The iPad Is the Only Game in Town…So Far

One of the drivers for looking at end user computing at the moment, above and beyond just looking at the desktop, is the rise of the tablet. We have more options(and challenges) now than just the traditional Windows desktop PC. Everybody working in enterprise IT (architecture, operations, security and management) is trying to figure out how to deal with the huge demand for tablets. Or are they? My experience is that the issues that enterprise IT is facing from the post-PC era, from the consumerisation of IT is mostly demand driven. And that demand is only for iPads, not tablets in general. Smartphones are a different story, in that space there is not just one game in town, but while smartphones are an important part of the corporate IT landscape they aren’t the game changer that tablets – iPads – are.
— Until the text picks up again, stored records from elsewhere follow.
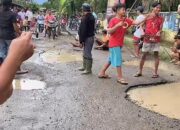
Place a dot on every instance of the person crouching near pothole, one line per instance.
(176, 51)
(86, 38)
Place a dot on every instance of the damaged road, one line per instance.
(71, 101)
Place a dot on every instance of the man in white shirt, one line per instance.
(139, 30)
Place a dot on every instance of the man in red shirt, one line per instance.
(154, 24)
(117, 29)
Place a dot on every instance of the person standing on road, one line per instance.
(139, 31)
(86, 38)
(117, 28)
(152, 38)
(8, 28)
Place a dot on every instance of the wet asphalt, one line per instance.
(72, 101)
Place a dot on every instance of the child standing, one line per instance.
(139, 31)
(117, 29)
(176, 51)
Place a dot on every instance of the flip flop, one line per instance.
(122, 81)
(104, 77)
(138, 75)
(155, 76)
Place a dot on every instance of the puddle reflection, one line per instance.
(162, 99)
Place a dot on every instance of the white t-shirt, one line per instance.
(22, 14)
(139, 30)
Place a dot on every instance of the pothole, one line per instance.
(150, 64)
(60, 57)
(28, 84)
(162, 99)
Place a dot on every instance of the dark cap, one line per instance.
(86, 7)
(5, 2)
(119, 6)
(155, 4)
(140, 9)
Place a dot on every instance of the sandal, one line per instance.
(138, 75)
(122, 81)
(104, 77)
(155, 76)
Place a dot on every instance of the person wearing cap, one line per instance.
(86, 38)
(117, 29)
(139, 31)
(152, 38)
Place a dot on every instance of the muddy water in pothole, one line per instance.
(60, 57)
(162, 99)
(27, 84)
(150, 64)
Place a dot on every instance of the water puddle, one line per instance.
(150, 64)
(162, 99)
(27, 84)
(63, 57)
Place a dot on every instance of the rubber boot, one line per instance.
(88, 69)
(84, 65)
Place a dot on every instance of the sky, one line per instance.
(40, 1)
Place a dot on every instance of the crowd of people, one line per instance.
(16, 46)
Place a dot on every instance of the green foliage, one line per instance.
(72, 6)
(35, 7)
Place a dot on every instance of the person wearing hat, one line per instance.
(139, 30)
(153, 28)
(86, 38)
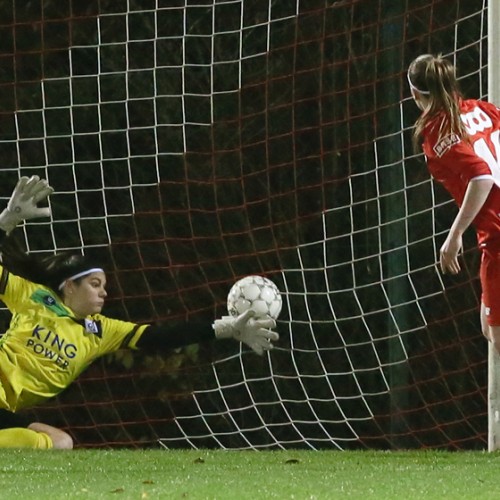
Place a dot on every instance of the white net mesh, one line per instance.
(195, 142)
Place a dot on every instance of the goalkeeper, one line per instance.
(57, 328)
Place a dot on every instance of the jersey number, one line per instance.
(491, 158)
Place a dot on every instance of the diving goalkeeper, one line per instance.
(57, 329)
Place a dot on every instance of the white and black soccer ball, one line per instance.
(257, 293)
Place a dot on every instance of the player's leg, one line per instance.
(17, 432)
(60, 439)
(490, 300)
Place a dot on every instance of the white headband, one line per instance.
(425, 92)
(80, 275)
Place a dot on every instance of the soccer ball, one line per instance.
(257, 293)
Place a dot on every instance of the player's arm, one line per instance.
(23, 203)
(477, 192)
(256, 333)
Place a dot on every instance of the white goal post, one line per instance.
(493, 96)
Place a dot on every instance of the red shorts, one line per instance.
(489, 274)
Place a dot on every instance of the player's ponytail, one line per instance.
(434, 77)
(49, 270)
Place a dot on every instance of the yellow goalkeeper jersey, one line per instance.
(46, 347)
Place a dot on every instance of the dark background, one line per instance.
(192, 144)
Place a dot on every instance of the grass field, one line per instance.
(202, 474)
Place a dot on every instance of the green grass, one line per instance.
(202, 474)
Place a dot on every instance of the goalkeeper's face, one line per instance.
(86, 295)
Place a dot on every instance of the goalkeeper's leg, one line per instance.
(18, 437)
(17, 432)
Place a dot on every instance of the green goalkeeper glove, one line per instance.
(23, 202)
(254, 332)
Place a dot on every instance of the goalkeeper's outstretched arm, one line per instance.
(255, 332)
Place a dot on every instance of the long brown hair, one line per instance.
(435, 77)
(49, 270)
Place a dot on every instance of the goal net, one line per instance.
(193, 142)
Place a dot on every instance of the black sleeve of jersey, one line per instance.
(163, 337)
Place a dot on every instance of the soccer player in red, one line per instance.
(460, 140)
(57, 328)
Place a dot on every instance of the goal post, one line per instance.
(192, 142)
(493, 357)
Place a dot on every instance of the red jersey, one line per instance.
(454, 162)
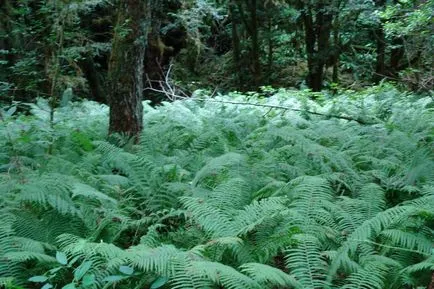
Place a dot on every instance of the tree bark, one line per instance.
(317, 35)
(126, 68)
(94, 79)
(255, 42)
(380, 67)
(236, 51)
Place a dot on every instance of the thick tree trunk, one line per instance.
(126, 69)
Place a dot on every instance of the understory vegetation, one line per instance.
(296, 190)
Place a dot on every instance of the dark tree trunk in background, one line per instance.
(126, 68)
(317, 35)
(396, 54)
(255, 42)
(236, 51)
(270, 42)
(380, 66)
(336, 50)
(94, 79)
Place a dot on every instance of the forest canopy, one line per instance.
(216, 144)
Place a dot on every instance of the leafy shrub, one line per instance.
(220, 194)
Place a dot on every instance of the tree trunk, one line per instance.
(317, 33)
(396, 54)
(236, 51)
(255, 42)
(270, 42)
(94, 79)
(336, 50)
(126, 69)
(380, 67)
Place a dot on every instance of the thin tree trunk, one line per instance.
(255, 42)
(94, 79)
(396, 54)
(236, 51)
(317, 33)
(380, 67)
(126, 68)
(336, 50)
(270, 43)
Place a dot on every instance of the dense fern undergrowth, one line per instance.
(220, 195)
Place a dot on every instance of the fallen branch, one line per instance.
(286, 108)
(168, 90)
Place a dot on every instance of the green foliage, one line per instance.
(221, 195)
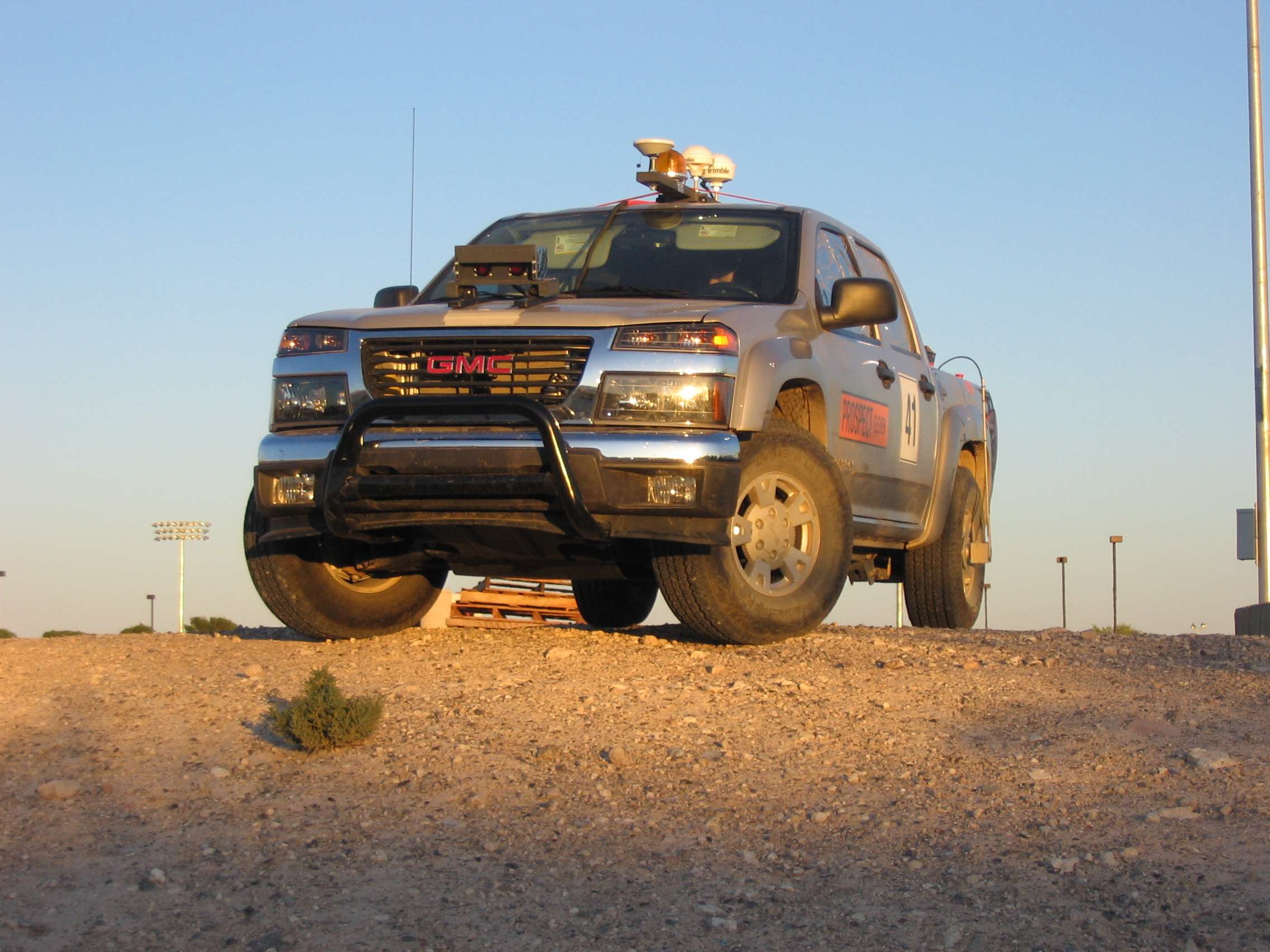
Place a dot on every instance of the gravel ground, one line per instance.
(573, 789)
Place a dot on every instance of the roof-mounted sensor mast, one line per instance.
(696, 174)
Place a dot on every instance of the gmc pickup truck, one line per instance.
(726, 403)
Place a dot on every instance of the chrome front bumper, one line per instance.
(374, 482)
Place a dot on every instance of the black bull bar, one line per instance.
(440, 412)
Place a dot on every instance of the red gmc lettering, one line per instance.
(441, 365)
(470, 363)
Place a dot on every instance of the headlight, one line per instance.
(310, 399)
(311, 341)
(691, 338)
(662, 398)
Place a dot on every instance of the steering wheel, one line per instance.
(728, 288)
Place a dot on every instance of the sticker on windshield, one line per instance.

Yes there are Android tablets out there, but , aside from apple-haters and technicians working in our IT department I don’t have anyone asking for one. I’ve taken a look at android tablets and my feeling is that in general they are six months to a year from being serious competition to the iPad. So, in six months I expect to start seeing the demand for android tablets to make an impact on me.

What about Windows tablets? Well, I don’t seriously expect to see competitive Windows Phone 7 tablets. By the time someone gets around to having a decent Windows tablet, I expect Windows 8 to be out. As Windows 8 is expressly for the tablet form factor, while Windows Phone 7 is designed for the phone form factor I believe that we are unlikely to see serious Windows based tablets before Windows 8 is released some time late next year.

The one non-apple tablet on the market, that I think I may need to take into consideration is the Kindle Fire – Amazon’s new android tablet. It seems to me that three factors mean that this could be a serious competitor for the iPad: (1) the price point; (2) amazon’s expertise in user experience; and, (3) the amazon ecosystem (already shown to great effect with the kindle). And, it seems that I’m not the only one who thinks so. So until the demand for the Kindle fire picks up, or some other android competitor is launched, I’ll be looking for a general tablet solution, but I really only have an iPad problem. Looking into the future my architectures for end user computing need to consider a multiplicity of platforms (even if that number is only realistically two), but my burning issue is just dealing with one.